Yes. I’m definitely being glib about implementation details. First things first. :)
I agree with you that if self-driving-cars can’t be “programmed” (instilled) to be adequately law-abiding, their future isn’t bright. Per above, I’m heartened by Anthropic’s Constitutional AI (priming LLMs with basic “laws”) having some success getting AIs to behave. Ditto for anecdotes I’ve heard about “asking an LLM to come up with a money-making plan that doesn’t violate any laws.” Seems too easy right?
One final comment about implementation details. In the appendix I note:
Broadly speaking, implementing AIs using safe architectures (ones not prone to law-breaking) is another implementation direction. Drexler’s CAIS may be an example.
Would you count all the people who worked on the EU AI act?

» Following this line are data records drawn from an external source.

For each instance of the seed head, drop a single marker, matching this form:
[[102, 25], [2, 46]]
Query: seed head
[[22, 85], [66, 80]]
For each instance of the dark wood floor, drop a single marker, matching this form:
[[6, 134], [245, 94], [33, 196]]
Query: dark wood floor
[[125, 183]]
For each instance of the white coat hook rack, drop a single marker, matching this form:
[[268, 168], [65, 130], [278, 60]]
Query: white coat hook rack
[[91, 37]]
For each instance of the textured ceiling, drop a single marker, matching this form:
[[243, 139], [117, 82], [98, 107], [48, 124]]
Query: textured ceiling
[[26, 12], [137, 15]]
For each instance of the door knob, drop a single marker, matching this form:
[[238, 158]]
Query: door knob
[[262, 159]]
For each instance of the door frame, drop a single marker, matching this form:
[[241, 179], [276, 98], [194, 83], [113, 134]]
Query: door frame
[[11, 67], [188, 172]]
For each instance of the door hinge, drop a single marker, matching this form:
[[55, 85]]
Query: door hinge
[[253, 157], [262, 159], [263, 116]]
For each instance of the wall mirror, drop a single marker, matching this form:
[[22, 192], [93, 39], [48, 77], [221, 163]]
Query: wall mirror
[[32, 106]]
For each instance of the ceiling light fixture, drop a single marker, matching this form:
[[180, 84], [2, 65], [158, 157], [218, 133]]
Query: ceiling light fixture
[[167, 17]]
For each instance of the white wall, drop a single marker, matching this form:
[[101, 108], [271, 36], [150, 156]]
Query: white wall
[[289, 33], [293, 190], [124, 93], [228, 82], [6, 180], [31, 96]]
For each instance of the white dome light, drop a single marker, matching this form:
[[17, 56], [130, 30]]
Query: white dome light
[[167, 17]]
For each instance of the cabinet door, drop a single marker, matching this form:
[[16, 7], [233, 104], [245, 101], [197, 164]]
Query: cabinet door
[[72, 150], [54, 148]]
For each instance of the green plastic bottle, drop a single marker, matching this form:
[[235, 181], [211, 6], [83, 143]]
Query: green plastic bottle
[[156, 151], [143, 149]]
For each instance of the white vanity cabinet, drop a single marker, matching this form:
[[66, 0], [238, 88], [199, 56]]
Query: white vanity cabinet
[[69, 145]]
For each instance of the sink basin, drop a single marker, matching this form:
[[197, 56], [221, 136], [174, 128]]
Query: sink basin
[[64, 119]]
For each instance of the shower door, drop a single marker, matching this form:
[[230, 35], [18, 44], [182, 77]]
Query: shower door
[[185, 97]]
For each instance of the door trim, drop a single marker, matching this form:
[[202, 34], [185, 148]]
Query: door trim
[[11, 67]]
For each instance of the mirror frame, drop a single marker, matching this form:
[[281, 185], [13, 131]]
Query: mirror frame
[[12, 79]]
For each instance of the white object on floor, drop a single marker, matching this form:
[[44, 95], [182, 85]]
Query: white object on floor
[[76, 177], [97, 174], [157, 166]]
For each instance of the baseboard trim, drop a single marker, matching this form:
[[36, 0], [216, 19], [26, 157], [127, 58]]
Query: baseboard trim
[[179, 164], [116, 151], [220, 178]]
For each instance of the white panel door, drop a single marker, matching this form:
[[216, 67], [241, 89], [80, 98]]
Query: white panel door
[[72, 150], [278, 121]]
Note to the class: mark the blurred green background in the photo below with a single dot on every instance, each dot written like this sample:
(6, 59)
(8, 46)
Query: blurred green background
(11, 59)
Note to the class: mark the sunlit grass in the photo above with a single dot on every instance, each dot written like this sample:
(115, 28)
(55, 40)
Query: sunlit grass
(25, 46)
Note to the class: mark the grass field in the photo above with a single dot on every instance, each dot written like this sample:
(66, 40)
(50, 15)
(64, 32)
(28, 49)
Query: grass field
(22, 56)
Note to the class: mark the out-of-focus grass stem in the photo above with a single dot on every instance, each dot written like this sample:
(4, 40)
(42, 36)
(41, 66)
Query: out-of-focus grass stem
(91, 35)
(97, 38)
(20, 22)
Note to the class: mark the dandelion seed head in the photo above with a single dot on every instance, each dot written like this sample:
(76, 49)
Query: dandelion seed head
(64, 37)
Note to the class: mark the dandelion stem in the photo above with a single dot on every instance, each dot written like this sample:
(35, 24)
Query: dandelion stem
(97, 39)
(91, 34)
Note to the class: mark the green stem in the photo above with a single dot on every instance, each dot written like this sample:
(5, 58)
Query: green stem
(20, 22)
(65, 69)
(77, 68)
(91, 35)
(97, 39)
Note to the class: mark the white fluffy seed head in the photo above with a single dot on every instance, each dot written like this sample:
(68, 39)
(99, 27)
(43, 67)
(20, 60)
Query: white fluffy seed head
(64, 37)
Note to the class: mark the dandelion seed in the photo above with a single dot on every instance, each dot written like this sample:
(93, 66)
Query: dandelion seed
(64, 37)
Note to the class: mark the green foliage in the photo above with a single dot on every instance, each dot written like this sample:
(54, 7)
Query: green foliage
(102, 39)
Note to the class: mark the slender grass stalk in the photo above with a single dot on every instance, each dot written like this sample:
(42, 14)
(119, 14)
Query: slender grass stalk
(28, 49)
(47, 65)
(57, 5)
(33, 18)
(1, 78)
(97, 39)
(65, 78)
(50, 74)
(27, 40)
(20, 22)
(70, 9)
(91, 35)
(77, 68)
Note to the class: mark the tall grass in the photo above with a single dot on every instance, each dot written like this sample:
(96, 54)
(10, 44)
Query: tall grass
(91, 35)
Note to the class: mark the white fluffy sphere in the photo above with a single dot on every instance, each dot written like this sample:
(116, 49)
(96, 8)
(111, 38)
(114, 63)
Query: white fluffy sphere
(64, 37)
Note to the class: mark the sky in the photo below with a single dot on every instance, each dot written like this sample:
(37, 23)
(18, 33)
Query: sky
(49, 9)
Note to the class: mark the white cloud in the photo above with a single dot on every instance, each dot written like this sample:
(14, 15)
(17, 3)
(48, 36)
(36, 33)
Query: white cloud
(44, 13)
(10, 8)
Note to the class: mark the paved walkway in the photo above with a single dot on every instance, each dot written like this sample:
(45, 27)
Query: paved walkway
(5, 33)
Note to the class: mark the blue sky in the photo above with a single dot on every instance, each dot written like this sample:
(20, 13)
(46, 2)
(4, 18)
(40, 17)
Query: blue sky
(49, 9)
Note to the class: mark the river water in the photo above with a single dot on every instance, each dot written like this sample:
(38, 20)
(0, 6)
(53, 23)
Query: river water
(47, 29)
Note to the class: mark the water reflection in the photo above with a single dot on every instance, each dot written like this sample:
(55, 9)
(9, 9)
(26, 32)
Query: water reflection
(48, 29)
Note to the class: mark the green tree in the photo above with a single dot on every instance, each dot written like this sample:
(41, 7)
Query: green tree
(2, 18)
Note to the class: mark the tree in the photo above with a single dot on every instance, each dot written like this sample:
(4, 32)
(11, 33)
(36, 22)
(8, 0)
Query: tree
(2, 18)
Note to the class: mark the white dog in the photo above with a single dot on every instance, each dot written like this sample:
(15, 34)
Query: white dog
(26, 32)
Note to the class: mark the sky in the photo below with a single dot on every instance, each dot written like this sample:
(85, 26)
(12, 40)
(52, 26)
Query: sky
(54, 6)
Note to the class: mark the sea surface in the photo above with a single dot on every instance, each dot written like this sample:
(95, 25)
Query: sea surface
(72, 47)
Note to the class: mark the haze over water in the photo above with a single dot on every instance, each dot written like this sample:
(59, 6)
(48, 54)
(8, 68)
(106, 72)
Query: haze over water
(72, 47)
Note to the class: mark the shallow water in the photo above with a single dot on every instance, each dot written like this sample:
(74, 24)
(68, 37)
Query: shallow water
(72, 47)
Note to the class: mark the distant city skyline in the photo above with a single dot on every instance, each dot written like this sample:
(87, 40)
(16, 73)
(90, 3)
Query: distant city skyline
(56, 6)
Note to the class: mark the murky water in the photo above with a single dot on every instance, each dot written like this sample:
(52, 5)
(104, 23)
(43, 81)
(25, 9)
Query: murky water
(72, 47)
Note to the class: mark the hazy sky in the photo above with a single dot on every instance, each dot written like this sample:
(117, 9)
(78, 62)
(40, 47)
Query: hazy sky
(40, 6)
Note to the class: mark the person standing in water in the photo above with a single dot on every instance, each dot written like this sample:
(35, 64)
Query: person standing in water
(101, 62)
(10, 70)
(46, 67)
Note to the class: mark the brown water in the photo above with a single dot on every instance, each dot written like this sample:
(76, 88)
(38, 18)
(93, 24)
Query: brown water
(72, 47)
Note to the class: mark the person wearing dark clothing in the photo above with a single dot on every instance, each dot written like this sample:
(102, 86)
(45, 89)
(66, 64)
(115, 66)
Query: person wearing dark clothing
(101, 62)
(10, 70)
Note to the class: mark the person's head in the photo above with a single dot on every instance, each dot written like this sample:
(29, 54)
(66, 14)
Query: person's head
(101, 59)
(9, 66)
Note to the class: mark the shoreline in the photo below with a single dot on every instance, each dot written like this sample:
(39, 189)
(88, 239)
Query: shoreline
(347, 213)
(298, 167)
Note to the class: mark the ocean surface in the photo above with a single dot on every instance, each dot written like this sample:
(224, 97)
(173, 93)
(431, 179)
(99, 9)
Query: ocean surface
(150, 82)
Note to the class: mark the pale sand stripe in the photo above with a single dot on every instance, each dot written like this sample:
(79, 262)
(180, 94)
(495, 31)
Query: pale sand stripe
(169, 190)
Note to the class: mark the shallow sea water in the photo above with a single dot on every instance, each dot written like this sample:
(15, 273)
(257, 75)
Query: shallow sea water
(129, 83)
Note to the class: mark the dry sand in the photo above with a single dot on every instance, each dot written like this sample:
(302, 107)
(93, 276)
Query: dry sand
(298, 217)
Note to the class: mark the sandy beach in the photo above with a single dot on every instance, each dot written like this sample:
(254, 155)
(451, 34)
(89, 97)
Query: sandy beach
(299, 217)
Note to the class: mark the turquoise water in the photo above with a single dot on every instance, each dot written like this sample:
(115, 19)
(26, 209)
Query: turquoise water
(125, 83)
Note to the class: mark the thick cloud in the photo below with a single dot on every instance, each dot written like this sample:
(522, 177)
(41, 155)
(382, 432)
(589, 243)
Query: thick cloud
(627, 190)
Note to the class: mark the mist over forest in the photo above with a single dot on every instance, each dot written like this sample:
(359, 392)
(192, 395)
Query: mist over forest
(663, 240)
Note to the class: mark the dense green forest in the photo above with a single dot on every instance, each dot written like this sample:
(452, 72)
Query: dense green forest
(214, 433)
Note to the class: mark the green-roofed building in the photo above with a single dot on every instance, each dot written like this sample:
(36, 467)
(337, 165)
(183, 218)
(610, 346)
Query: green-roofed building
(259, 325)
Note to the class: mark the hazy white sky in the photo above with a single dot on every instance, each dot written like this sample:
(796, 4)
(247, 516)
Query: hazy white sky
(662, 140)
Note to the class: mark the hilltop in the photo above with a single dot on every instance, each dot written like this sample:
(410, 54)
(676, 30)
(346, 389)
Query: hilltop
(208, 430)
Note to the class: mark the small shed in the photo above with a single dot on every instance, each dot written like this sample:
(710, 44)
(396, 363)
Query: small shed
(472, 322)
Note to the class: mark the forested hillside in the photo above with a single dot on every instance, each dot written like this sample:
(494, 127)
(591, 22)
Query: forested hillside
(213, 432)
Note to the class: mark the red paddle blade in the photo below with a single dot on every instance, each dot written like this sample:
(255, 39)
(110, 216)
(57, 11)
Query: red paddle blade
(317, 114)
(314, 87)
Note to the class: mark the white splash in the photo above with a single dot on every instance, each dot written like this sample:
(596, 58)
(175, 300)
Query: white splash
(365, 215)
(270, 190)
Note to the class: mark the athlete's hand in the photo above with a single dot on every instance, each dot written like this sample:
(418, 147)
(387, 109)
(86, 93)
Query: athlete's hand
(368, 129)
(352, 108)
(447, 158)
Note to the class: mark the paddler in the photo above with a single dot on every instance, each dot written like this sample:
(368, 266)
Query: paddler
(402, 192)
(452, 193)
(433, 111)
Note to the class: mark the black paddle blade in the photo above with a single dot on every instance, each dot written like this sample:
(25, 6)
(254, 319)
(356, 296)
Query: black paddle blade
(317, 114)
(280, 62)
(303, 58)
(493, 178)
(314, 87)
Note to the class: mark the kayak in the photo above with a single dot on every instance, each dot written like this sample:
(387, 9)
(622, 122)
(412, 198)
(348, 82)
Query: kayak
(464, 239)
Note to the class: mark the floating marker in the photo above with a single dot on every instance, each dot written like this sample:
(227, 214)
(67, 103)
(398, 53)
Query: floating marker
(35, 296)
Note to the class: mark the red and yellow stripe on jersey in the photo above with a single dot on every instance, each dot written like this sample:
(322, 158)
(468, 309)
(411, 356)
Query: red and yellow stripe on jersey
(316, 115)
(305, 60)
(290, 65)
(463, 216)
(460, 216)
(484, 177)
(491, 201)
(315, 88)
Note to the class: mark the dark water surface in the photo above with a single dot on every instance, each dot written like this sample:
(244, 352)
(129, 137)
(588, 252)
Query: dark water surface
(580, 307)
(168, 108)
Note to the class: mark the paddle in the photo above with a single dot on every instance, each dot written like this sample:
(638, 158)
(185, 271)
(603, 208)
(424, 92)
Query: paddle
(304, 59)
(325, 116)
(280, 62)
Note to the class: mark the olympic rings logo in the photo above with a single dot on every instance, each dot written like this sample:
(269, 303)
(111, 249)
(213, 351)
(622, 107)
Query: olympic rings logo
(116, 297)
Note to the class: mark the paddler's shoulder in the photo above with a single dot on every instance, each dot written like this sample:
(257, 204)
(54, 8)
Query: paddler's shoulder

Sure. Getting appropriate new laws enacted is an important element. From the paper:
I’d say the EU AI Act (and similar) work addresses the “new laws” imperative. (I won’t comment (much) on pros and cons of its content. In general, it seems pretty good. I wonder if they considered adding Etzioni’s first law to the mix, “An AI system must be subject to the full gamut of laws that apply to humans”? That is what I meant by “adopting existing bodies of law to implement AISVL.” The item in the EU AI Act about designing generative AIs to not generate illegal content is related.)
The more interesting work will be on improving legal processes along the dimensions listed above. And really interesting will be, as AIs get more autonomous and agentic, the “instilling” part where AIs must dynamically recognize and comply with the legal-moral corpora appropriate to the contexts they find themselves in.